西岡:虐待を認定するためには、役所の担当職員と専門職、地域包括支援センターなど、和子さんの介護に関わる方々が集まって会議を開かなければいけません。一般的に「コアメンバー会議」と呼ばれるものです。

 その会議で虐待の事実が明らかになってはじめて、虐待の判断ができるわけです。厚労省のマニュアルにも会議の開催が必要だと書かれています。しかし、和子さんが連れ去られた後にご家族が情報公開請求をしたところ、そうした記録は一切存在しませんでした。

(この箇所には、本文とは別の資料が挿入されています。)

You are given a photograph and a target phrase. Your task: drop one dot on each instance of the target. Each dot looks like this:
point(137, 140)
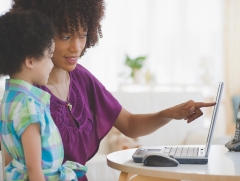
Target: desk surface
point(222, 165)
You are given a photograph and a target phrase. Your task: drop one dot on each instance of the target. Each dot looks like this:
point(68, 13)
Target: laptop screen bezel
point(213, 120)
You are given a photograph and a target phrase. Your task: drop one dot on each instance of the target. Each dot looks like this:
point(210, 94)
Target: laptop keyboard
point(181, 151)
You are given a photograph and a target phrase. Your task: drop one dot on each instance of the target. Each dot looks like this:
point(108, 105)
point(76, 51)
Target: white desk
point(222, 166)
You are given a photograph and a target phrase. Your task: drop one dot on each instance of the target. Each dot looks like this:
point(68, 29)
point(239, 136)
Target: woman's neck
point(58, 75)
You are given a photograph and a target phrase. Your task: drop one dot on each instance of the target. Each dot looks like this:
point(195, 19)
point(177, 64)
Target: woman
point(83, 110)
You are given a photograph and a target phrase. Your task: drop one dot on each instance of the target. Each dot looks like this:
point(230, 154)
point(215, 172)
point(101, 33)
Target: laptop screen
point(214, 115)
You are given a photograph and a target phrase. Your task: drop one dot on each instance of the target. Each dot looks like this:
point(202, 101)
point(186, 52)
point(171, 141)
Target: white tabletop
point(222, 165)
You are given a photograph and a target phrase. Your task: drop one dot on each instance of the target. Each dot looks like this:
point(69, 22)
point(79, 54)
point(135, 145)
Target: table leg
point(123, 176)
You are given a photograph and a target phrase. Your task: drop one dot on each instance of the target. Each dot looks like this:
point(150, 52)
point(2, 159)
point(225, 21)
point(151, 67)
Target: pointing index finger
point(204, 104)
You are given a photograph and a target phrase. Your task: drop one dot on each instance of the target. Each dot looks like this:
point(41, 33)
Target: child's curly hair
point(23, 34)
point(67, 15)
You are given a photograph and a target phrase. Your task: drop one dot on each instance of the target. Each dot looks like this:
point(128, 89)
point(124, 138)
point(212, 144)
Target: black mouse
point(159, 160)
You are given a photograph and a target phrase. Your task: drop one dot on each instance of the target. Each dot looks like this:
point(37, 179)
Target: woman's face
point(68, 48)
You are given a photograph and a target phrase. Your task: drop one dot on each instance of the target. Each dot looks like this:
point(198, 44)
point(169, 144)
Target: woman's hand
point(189, 110)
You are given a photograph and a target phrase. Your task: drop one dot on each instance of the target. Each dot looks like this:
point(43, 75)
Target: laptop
point(185, 155)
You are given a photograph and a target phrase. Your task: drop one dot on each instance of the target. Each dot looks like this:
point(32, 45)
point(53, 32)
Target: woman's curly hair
point(67, 15)
point(24, 33)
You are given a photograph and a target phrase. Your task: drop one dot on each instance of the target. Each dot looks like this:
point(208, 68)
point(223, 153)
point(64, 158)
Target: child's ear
point(29, 62)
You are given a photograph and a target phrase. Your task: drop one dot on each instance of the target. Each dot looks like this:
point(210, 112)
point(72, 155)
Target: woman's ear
point(29, 62)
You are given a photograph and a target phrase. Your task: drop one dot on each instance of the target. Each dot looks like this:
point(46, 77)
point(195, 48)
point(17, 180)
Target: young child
point(31, 140)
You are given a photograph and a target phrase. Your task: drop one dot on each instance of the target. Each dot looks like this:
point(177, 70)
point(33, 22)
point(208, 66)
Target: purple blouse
point(94, 111)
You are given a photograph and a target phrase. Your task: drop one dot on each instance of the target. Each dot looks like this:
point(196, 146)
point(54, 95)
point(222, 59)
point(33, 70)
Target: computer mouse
point(159, 160)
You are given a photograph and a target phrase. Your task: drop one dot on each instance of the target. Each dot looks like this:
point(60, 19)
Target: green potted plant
point(135, 64)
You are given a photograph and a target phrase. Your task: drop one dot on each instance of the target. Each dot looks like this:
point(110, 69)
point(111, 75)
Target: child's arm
point(32, 151)
point(7, 157)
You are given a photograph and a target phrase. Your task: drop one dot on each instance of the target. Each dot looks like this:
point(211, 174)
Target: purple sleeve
point(104, 108)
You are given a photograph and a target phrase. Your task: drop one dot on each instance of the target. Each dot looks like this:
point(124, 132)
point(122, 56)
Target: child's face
point(43, 67)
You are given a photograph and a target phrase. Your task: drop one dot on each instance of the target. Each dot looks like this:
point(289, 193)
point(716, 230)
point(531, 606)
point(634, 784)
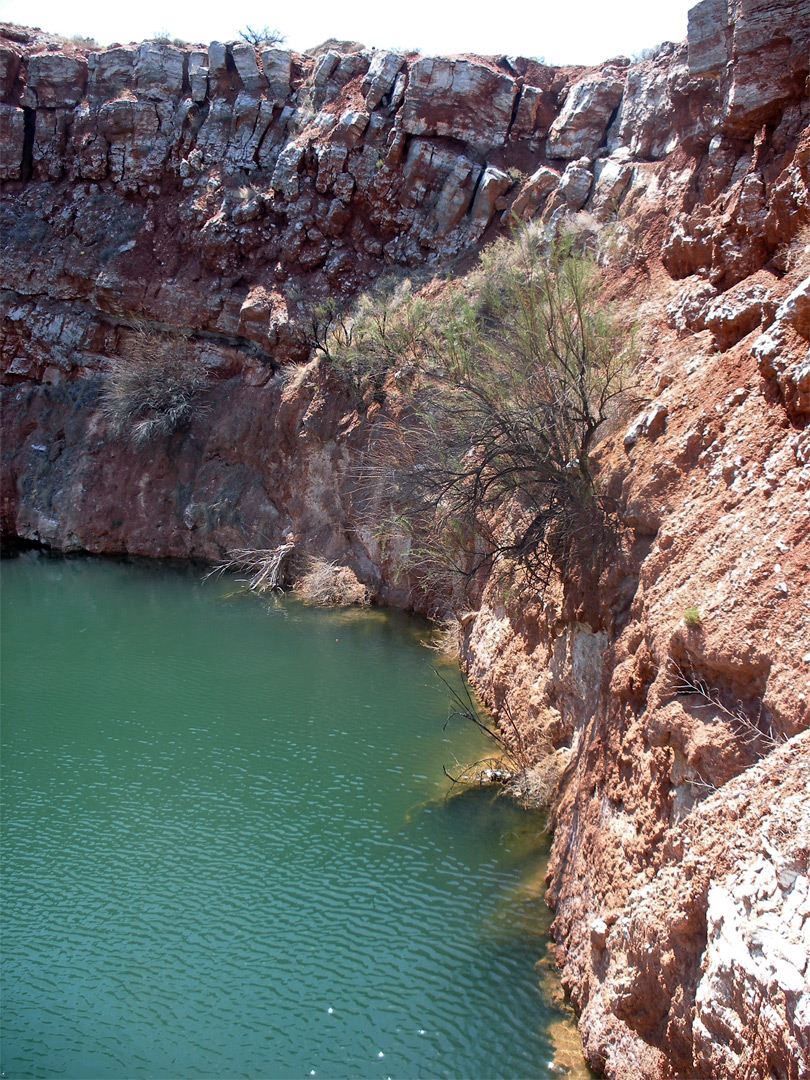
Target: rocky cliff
point(217, 191)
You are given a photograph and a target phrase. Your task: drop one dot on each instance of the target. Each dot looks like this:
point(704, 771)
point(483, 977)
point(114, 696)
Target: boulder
point(56, 81)
point(460, 99)
point(159, 70)
point(456, 196)
point(612, 176)
point(646, 120)
point(782, 353)
point(736, 313)
point(494, 183)
point(380, 78)
point(581, 125)
point(244, 61)
point(277, 64)
point(532, 194)
point(535, 113)
point(9, 68)
point(198, 73)
point(12, 135)
point(111, 72)
point(575, 184)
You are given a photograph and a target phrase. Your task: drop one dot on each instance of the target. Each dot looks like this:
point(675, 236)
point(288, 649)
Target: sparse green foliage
point(151, 390)
point(512, 374)
point(385, 331)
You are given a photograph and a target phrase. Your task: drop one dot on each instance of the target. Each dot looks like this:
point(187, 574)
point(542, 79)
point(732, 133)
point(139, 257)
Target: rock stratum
point(217, 190)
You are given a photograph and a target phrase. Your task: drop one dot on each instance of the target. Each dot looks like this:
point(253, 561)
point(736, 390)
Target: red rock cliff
point(214, 190)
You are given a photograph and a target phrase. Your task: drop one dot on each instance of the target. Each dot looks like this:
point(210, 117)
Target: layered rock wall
point(217, 191)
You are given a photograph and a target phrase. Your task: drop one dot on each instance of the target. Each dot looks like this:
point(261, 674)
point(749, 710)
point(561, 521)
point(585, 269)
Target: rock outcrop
point(214, 193)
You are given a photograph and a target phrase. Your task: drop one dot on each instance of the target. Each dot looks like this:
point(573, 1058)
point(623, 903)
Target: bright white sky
point(562, 31)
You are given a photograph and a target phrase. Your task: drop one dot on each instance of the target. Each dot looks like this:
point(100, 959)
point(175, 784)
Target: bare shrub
point(262, 36)
point(757, 731)
point(327, 584)
point(151, 389)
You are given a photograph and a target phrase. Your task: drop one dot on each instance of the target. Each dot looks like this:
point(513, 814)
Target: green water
point(227, 849)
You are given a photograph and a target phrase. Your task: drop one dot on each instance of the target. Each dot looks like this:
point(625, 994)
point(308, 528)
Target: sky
point(561, 32)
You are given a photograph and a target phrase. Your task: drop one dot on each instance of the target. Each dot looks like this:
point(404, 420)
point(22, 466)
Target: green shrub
point(487, 457)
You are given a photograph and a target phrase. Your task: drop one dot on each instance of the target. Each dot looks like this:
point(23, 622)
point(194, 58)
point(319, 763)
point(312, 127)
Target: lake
point(229, 848)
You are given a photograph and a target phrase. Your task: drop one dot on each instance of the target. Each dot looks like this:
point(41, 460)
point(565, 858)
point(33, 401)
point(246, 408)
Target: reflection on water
point(227, 848)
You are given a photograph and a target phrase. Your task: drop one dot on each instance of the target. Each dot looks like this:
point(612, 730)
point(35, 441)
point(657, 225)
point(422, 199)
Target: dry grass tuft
point(150, 389)
point(327, 584)
point(446, 639)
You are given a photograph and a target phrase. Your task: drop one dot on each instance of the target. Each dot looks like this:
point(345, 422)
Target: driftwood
point(262, 566)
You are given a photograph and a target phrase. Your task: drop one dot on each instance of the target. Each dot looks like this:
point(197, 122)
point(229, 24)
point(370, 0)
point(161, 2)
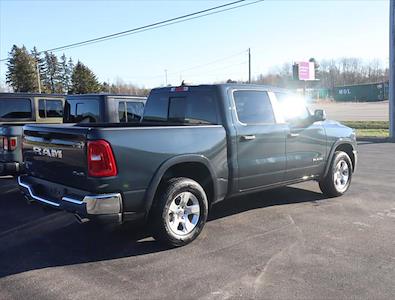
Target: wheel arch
point(345, 145)
point(175, 164)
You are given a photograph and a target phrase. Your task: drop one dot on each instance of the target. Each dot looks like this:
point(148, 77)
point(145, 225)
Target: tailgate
point(56, 153)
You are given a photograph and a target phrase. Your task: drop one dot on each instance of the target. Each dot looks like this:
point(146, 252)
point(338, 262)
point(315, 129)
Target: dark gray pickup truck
point(195, 146)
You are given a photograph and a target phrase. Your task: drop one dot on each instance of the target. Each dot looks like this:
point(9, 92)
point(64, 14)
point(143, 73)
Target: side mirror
point(319, 115)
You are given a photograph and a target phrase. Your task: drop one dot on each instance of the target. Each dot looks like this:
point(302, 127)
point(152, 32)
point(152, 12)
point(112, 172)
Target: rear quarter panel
point(139, 152)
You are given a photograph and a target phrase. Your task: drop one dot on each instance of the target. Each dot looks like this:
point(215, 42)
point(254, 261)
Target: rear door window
point(253, 107)
point(293, 107)
point(50, 108)
point(11, 108)
point(186, 108)
point(130, 111)
point(82, 111)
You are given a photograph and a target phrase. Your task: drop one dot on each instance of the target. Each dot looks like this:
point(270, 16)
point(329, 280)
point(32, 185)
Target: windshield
point(12, 108)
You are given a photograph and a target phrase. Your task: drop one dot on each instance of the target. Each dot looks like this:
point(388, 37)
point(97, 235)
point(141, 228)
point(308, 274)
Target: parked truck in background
point(195, 146)
point(17, 110)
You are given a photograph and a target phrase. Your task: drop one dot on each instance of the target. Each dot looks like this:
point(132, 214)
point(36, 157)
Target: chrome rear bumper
point(94, 205)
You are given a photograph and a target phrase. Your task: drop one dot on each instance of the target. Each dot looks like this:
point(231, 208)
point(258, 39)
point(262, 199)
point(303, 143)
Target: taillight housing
point(101, 161)
point(10, 143)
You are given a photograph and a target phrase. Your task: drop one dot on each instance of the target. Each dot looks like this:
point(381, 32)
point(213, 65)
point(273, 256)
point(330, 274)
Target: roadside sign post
point(392, 71)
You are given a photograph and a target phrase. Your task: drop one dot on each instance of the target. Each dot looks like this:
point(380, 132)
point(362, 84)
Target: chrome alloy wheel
point(183, 213)
point(341, 175)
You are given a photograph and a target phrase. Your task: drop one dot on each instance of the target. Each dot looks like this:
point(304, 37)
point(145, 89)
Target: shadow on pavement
point(72, 243)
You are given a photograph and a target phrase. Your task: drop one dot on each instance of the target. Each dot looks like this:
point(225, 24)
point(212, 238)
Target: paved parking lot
point(281, 244)
point(355, 111)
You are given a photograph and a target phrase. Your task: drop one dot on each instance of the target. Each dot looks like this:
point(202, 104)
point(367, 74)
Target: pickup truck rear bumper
point(105, 207)
point(10, 168)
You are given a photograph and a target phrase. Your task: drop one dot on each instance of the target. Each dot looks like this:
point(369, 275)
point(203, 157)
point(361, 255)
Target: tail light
point(9, 143)
point(101, 161)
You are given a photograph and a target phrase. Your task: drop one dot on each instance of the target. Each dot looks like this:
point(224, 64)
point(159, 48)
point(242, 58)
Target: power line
point(168, 22)
point(191, 68)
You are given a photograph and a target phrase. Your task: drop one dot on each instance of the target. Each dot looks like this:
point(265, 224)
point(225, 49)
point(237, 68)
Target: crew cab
point(195, 146)
point(16, 110)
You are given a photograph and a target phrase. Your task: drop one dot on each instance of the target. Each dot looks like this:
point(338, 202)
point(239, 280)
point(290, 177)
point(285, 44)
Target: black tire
point(328, 185)
point(164, 220)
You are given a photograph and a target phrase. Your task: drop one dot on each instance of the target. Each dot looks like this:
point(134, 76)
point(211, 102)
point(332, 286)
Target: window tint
point(293, 107)
point(41, 108)
point(135, 111)
point(15, 108)
point(253, 107)
point(195, 108)
point(82, 111)
point(122, 112)
point(156, 108)
point(191, 107)
point(50, 108)
point(130, 111)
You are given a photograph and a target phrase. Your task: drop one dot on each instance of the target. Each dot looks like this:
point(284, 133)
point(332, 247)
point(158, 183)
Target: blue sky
point(202, 50)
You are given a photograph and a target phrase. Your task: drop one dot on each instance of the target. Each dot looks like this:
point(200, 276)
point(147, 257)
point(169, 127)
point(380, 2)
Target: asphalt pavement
point(355, 111)
point(281, 244)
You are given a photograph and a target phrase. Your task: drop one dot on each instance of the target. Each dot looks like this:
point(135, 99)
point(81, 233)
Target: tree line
point(44, 72)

益田:成年後見人についての話もありましたが、これはいつ、誰が申し立てをして、いつごろ後見人がついたのですか。

西岡:記録によれば、今年2月に成年後見人の申し立てがなされています。成年後見人の申し立ては原則として家族がすることになっているのですが、今回は江東区長の権限で申し立てがされています。

 本来、区長が申し立てをするのは家族がいない場合や遠方に住んでいて後見人になる意思がない場合などに限られています。ところが、和子さんには娘さんもお孫さんもいらっしゃるのに、そうした方々に意思確認もせず区長が申し立てをしたのです。

益田:「虐待の事実があった」などと申立書に記載はあったのでしょうか。

西岡:後見人選任後に家族が家庭裁判所に情報公開請求したところ、江東区役所が作成した文書には家族の暴言や虐待の記載は全くありませんでした。

益田:そもそも、虐待という場合、同居している家族からの虐待が想定されることが多いかと思いますが、和子さんは一人暮らしですよね。

西岡:和子さんは江東区内のアパートで一人暮らしをしていました。虐待には身体的虐待や暴言による心理的虐待、性的虐待、ネグレクト、経済的虐待の5つの類型がありますが、同居している家族でないとほとんど虐待認定はされません。

 ただ、経済的虐待などは別居でも認定される可能性がありますが、今回の場合はそもそも通帳預かりサービスで通帳はすべて社協に預けていたため、家族が財産に手を付けられる状況ではありません。そうした点からも、家族による虐待が存在したとは考えにくいと思います。